- Born: 1906 Contessa Entellina, Sicily
- Died: March 4, 2000 (aged 94) Contessa Entellina, Sicily

= Leonardo Lala =

Albanian writer and activist (1906 – 2000)

Leonardo Lala (1906 – March 4, 2000) was a writer of Arbëreshë/Albanian origin from Contessa Entellina in Italy and an expert on Arbëresh language, and Arbëreshë history and folk traditions. In 1910 he immigrated to the U.S. (New Orleans), where he remained for about three years. Upon his return in 1913 Lala attended elementary school and finished fourth grade and then began to devote himself to farm work, as did most people in Contessa Entellina.

While Lala's education was limited to only elementary school, he remained deeply interested in Arbëresh and Albanian culture.

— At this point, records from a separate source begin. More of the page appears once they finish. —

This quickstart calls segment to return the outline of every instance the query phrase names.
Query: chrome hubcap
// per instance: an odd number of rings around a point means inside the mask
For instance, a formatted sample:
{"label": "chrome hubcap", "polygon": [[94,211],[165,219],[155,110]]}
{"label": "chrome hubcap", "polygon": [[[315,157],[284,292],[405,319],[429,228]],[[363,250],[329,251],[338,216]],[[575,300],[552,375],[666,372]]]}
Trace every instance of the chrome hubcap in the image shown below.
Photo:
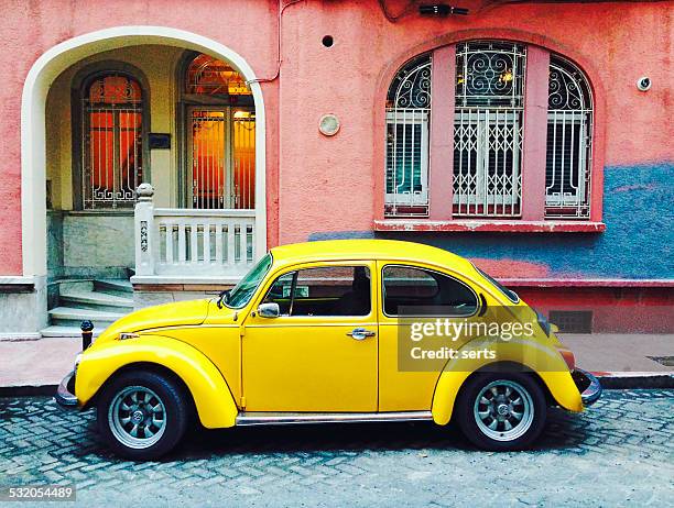
{"label": "chrome hubcap", "polygon": [[156,443],[166,429],[166,409],[162,399],[144,386],[120,390],[108,410],[112,435],[126,446],[145,449]]}
{"label": "chrome hubcap", "polygon": [[533,400],[519,383],[499,379],[487,385],[474,406],[480,431],[496,441],[512,441],[524,434],[533,422]]}

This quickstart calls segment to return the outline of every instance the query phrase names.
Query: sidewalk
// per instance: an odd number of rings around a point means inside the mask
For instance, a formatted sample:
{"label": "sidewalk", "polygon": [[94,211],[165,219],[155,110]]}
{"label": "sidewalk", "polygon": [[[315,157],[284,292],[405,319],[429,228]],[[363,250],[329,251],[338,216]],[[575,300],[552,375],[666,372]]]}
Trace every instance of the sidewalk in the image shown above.
{"label": "sidewalk", "polygon": [[[653,387],[653,379],[674,386],[674,366],[650,357],[674,360],[674,335],[561,334],[576,355],[576,365],[597,373],[607,387]],[[0,388],[53,387],[73,368],[81,338],[0,342]],[[611,380],[613,379],[613,380]],[[616,383],[616,379],[626,379]],[[627,379],[631,379],[628,382]],[[43,388],[46,393],[47,388]],[[30,391],[30,389],[29,389]]]}

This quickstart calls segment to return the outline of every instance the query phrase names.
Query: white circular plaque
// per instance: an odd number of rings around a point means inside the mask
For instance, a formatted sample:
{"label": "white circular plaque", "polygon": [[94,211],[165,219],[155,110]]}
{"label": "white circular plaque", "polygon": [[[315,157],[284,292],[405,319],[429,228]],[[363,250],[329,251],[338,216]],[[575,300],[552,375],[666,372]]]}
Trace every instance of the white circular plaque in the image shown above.
{"label": "white circular plaque", "polygon": [[339,119],[333,113],[324,114],[318,122],[318,130],[323,135],[334,136],[339,132]]}

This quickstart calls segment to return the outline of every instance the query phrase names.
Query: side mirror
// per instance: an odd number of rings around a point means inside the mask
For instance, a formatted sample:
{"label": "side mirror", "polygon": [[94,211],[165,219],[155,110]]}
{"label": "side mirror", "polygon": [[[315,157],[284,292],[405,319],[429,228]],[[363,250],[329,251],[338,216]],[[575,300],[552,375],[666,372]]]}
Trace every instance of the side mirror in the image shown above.
{"label": "side mirror", "polygon": [[278,318],[281,316],[281,309],[279,308],[279,303],[260,303],[260,307],[258,307],[258,314],[260,318]]}

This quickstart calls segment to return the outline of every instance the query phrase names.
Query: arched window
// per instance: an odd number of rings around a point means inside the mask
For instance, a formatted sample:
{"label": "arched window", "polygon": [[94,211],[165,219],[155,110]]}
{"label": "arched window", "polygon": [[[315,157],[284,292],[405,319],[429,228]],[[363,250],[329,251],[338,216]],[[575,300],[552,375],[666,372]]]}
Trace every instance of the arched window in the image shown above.
{"label": "arched window", "polygon": [[424,53],[388,89],[384,220],[374,227],[525,232],[548,220],[546,231],[604,231],[593,121],[589,80],[544,47],[476,40]]}
{"label": "arched window", "polygon": [[143,178],[143,91],[126,73],[91,76],[81,90],[81,207],[132,207]]}
{"label": "arched window", "polygon": [[590,209],[593,95],[585,75],[551,55],[545,217],[587,219]]}
{"label": "arched window", "polygon": [[456,217],[517,217],[522,181],[526,48],[468,42],[456,48]]}
{"label": "arched window", "polygon": [[387,98],[385,216],[428,214],[431,56],[406,64]]}
{"label": "arched window", "polygon": [[187,201],[192,208],[254,209],[256,110],[226,62],[191,54],[184,68]]}

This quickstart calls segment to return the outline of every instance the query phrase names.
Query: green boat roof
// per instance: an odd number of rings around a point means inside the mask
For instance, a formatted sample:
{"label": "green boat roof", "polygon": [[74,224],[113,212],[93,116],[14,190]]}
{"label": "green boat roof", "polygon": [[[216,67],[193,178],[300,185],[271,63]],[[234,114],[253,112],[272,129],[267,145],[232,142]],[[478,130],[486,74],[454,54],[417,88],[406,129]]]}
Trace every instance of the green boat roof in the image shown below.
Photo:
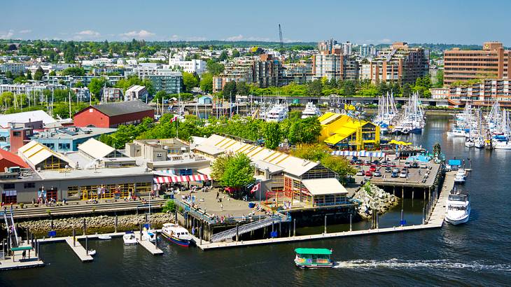
{"label": "green boat roof", "polygon": [[295,252],[298,254],[332,254],[332,251],[326,248],[298,248],[295,249]]}

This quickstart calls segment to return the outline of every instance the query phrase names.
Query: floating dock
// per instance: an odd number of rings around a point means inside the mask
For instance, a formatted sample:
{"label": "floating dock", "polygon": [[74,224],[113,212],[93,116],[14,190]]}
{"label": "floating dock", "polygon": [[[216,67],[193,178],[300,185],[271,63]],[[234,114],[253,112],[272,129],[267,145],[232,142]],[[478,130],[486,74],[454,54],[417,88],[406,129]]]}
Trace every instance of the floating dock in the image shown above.
{"label": "floating dock", "polygon": [[92,256],[90,255],[87,251],[85,250],[83,246],[82,246],[82,244],[80,244],[80,242],[78,241],[78,239],[76,239],[74,244],[73,243],[73,237],[66,237],[66,242],[67,243],[67,245],[71,247],[71,249],[78,255],[78,258],[80,258],[82,262],[89,262],[92,261],[94,258],[92,258]]}

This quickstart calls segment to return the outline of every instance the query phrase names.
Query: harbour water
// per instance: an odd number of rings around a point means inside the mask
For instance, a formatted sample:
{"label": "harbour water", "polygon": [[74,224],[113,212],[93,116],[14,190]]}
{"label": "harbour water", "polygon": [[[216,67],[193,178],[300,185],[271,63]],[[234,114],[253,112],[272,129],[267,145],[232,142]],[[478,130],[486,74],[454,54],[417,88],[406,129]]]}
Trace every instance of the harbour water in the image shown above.
{"label": "harbour water", "polygon": [[[469,150],[458,139],[448,139],[451,118],[430,115],[422,134],[400,139],[428,148],[438,141],[447,158],[472,160],[475,172],[463,187],[471,192],[472,213],[465,225],[210,251],[161,241],[162,256],[141,246],[124,246],[121,239],[90,241],[90,248],[98,252],[90,263],[82,263],[65,243],[49,244],[41,246],[46,267],[1,272],[0,286],[508,285],[511,152]],[[405,200],[403,206],[407,223],[420,223],[423,202]],[[382,216],[380,227],[398,224],[400,211],[398,206]],[[363,225],[368,223],[354,229]],[[297,233],[320,233],[323,228]],[[340,231],[346,225],[328,228]],[[297,247],[332,248],[337,265],[297,269],[293,262]]]}

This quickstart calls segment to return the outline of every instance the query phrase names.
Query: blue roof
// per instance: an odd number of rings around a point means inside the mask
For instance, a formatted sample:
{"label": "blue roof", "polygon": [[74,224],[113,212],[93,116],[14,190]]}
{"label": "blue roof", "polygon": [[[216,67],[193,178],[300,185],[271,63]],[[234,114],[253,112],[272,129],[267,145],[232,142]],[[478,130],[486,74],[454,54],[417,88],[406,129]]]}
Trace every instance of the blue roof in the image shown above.
{"label": "blue roof", "polygon": [[449,165],[461,165],[461,160],[449,160]]}

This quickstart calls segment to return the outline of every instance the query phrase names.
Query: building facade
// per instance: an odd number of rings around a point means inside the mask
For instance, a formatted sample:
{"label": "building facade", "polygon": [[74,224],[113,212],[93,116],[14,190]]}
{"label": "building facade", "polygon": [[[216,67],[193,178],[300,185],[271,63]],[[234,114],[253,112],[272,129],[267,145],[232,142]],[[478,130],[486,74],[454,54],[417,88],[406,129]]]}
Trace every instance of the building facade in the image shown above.
{"label": "building facade", "polygon": [[507,78],[511,52],[502,43],[486,42],[482,50],[458,48],[444,52],[444,85],[475,79]]}
{"label": "building facade", "polygon": [[429,50],[396,42],[371,61],[371,81],[413,84],[429,71]]}

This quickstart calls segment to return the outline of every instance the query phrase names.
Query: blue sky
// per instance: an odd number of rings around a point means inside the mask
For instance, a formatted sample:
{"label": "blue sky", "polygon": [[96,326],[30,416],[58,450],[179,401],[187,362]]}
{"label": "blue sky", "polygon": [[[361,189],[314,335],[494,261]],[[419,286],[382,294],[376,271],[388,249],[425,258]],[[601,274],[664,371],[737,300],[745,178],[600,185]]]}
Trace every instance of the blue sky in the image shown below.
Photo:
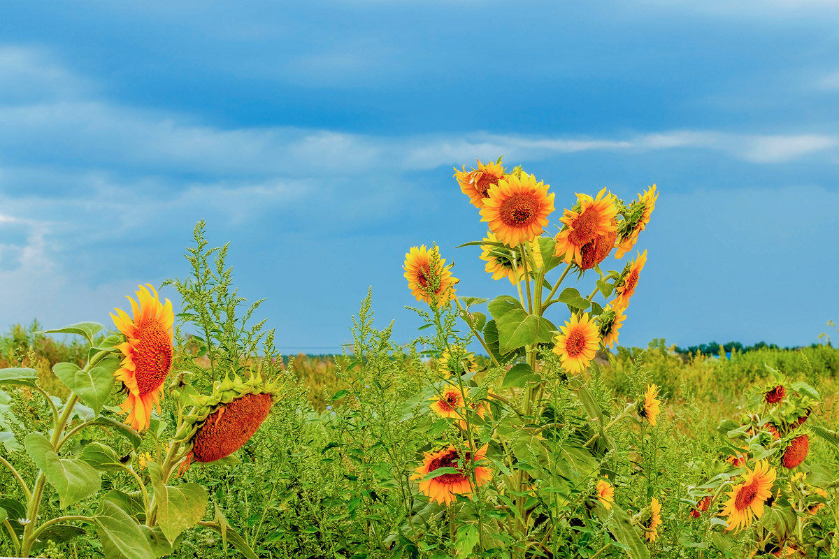
{"label": "blue sky", "polygon": [[576,192],[657,184],[623,344],[816,341],[839,318],[839,5],[513,6],[0,5],[0,328],[109,323],[185,275],[203,218],[284,350],[338,349],[369,286],[407,340],[411,246],[460,294],[509,289],[454,248],[486,229],[452,167],[503,153],[553,223]]}

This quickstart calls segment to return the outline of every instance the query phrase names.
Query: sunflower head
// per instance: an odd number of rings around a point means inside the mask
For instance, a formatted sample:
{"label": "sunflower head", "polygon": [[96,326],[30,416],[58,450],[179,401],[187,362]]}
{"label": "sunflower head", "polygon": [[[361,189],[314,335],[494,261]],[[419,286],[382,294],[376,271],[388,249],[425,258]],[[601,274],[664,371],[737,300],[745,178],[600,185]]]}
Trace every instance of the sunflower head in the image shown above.
{"label": "sunflower head", "polygon": [[116,346],[123,359],[114,373],[128,392],[122,410],[128,413],[126,423],[138,431],[149,428],[153,406],[159,411],[160,393],[172,366],[172,303],[169,299],[161,303],[154,287],[147,285],[148,288],[139,286],[136,302],[128,298],[133,318],[120,308],[114,309],[116,315],[111,313],[113,323],[125,336],[125,341]]}
{"label": "sunflower head", "polygon": [[181,471],[192,462],[215,462],[242,448],[268,417],[279,397],[276,383],[252,375],[216,380],[211,396],[200,396],[185,417],[175,440],[188,451]]}
{"label": "sunflower head", "polygon": [[600,334],[594,320],[588,313],[581,317],[571,315],[571,321],[560,327],[560,333],[554,336],[554,353],[560,356],[562,368],[575,374],[582,371],[594,359],[600,345]]}
{"label": "sunflower head", "polygon": [[508,246],[530,242],[541,235],[554,211],[554,194],[549,194],[548,188],[532,174],[508,175],[490,187],[481,220],[488,221],[490,230]]}
{"label": "sunflower head", "polygon": [[[487,484],[492,477],[487,463],[485,444],[477,452],[464,451],[453,444],[447,448],[424,453],[422,464],[414,470],[411,479],[420,480],[420,490],[432,501],[449,505],[454,502],[456,495],[472,496],[474,489],[468,468],[474,468],[475,484]],[[454,468],[456,474],[440,474],[429,478],[429,475],[441,468]]]}
{"label": "sunflower head", "polygon": [[752,525],[753,517],[760,518],[763,514],[763,503],[772,495],[772,484],[775,481],[775,470],[769,468],[766,460],[754,465],[754,469],[746,468],[743,480],[732,487],[728,500],[723,505],[723,516],[728,517],[726,530],[739,531]]}
{"label": "sunflower head", "polygon": [[455,179],[461,185],[463,194],[469,196],[472,204],[480,210],[483,207],[483,199],[487,197],[487,191],[504,178],[504,168],[501,166],[500,158],[495,163],[482,163],[477,159],[476,161],[477,161],[477,169],[466,171],[464,166],[462,171],[458,171],[456,167]]}
{"label": "sunflower head", "polygon": [[661,401],[659,400],[659,387],[654,384],[647,387],[644,399],[638,402],[638,414],[655,427],[655,419],[661,413]]}
{"label": "sunflower head", "polygon": [[417,301],[433,304],[436,300],[438,307],[442,307],[455,298],[455,284],[457,278],[451,277],[451,271],[446,267],[446,259],[440,257],[436,246],[430,250],[422,246],[412,246],[405,254],[405,279],[411,294]]}

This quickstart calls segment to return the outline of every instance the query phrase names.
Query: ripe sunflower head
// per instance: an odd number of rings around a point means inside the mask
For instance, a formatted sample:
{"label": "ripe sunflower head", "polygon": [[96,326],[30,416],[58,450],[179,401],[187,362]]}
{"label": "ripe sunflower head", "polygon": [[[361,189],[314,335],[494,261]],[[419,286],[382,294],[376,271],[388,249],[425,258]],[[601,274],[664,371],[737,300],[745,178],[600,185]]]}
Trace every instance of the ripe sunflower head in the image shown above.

He was a committed researcher who taught himself as much as possible about the language, history and traditions, and wrote several pieces in Italian and Albanian based on his researches, both in prose and verse. Some are reported to have been regularly used in cultural and current affairs of the Italian-Albanian communities. Lala oversaw the writing of a glossary of about 4,000 Arbëreshë words used in Contessa Entellina.

Lala retired from farming at the age of 80, and focused on his researches into Arbëreshe culture. He died, aged 94, in Contessa Entellina on March 4, 2000.